Again, check that the function does what it's supposed to:
IN: scratchpad 5681 "comp.lang.factor.general" mail-url scrape-html nip parse-mail-body print
... mail text here ...
IN: scratchpad
No word named “replace” found in current vocabulary search path
You have an old version of Factor. Easiest way to fix it is just to upgrade your Factor installation. If you are able to, it's probably best to build the source yourself directly from git.
In addition to the mail body, we want to extract the date when the mail was sent, the subject and who sent it. By looking at the source of some pages on gmane, we can conclude that the relevant information is contained in lines like these:
From: ....\n
Date: ....\n
Subject: ....\n
It's trivial to parse that using regular expressions:
: parse-mail-header ( html header -- text )
[ tag-vector>string ] dip
": " append dup "[^\n]+" append <regexp> swapd first-match
swap "" replace ;
As always, try it out in the listener to see how it works:
IN: scratchpad 5681 "comp.lang.factor.general" mail-url scrape-html nip "From" parse-mail-header .
"L N <leonardnemoi@...>"
Remember the mail tuple we defined in part 1? If we use parse-mail-header
to get the mid, group, date, sender and subject field and parse-mail-body
to get the body then we have enough pieces to generate complete mail tuples.
Here is a first bad version of a word to parse mail tuples using the helpers previously defined:
: parse-mail-bad ( n str -- mail )
f -rot 2dup
mail-url scrape-html nip
{
[ "Date" parse-mail-header ymdhms>timestamp ]
[ "From" parse-mail-header ]
[ "Subject" parse-mail-header ]
[ parse-mail-body ]
} cleave mail boa ;
This function has the same signature and purpose as the random-mail
function we created in part 1. It uses cleave
to put the necessary data in the correct order on the stack and calls boa
to build the tuple. Remember the pipeline analogy introduced earlier? Here, cleave
forks the data flow into N streams, one for each quote in the sequence, and then joins their results on the stack.

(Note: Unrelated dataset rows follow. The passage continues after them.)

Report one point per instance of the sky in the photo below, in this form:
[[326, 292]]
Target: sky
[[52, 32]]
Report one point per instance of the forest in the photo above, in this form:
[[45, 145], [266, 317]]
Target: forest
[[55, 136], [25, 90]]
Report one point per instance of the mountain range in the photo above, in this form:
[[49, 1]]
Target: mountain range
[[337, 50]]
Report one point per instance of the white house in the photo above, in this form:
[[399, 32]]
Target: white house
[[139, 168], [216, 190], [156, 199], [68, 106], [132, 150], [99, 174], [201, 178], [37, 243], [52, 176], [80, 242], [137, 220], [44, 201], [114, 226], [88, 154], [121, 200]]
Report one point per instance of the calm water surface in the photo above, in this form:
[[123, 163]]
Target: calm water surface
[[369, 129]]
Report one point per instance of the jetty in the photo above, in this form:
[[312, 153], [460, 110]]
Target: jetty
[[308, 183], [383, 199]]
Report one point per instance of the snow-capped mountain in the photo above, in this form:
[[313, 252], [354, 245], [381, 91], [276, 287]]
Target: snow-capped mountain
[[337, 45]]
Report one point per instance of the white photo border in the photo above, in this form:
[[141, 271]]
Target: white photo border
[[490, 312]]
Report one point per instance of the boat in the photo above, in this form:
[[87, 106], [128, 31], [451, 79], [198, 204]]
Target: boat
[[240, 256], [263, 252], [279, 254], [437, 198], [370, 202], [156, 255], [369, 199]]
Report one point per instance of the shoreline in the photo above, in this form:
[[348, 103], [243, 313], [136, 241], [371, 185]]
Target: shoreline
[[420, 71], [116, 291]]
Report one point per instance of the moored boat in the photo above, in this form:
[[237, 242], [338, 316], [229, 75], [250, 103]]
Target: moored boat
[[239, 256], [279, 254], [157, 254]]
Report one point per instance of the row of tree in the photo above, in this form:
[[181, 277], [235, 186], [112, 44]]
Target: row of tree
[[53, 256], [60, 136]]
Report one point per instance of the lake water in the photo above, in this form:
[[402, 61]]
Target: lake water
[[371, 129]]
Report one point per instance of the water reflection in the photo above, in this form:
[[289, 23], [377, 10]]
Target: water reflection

Why is this function bad? Although it works superbly when the parameters references an existing mail, there is no error checking in case they don't:
IN: scratchpad 25 "comp.lang.factor.general" parse-mail-bad ! this works
--- Data stack:
T{ mail f f 25 "comp.lang.factor.general" ~timestamp~...
IN: scratchpad 25 "bork.fork" parse-mail-bad ! this doesn't
Bad store to specialized slot
value f
class string
Type :help for debugging help.
Ouch! This is not good and we definitely need to handle that error. The only question is what the most efficient way to do it is. Take a look at the page the scraper accesses when we type a command like above: http://article.gmane.org/gmane.bork.fork/25. Unfortunately, gmane doesn't set the response code to 404 like it absolutely should so we have to use another method to detect missing mails. What we can do instead is check if the parsed pages tag vector only consists of one element and return false in that case. It is not as clean as looking at the response code would have been, but it gets the job done.
: parse-mail ( n str -- mail/f )
2dup mail-url scrape-html nip dup length 1 =
[ 3drop f ]
[
[ f -rot ] dip
{
[ "Date" parse-mail-header ymdhms>timestamp ]
[ "From" parse-mail-header ]
[ "Subject" parse-mail-header ]
[ parse-mail-body ]
} cleave mail boa
] if ;
In the next part of the tutorial, we will write some text formatting words to make easy and tasteful display of tabular data.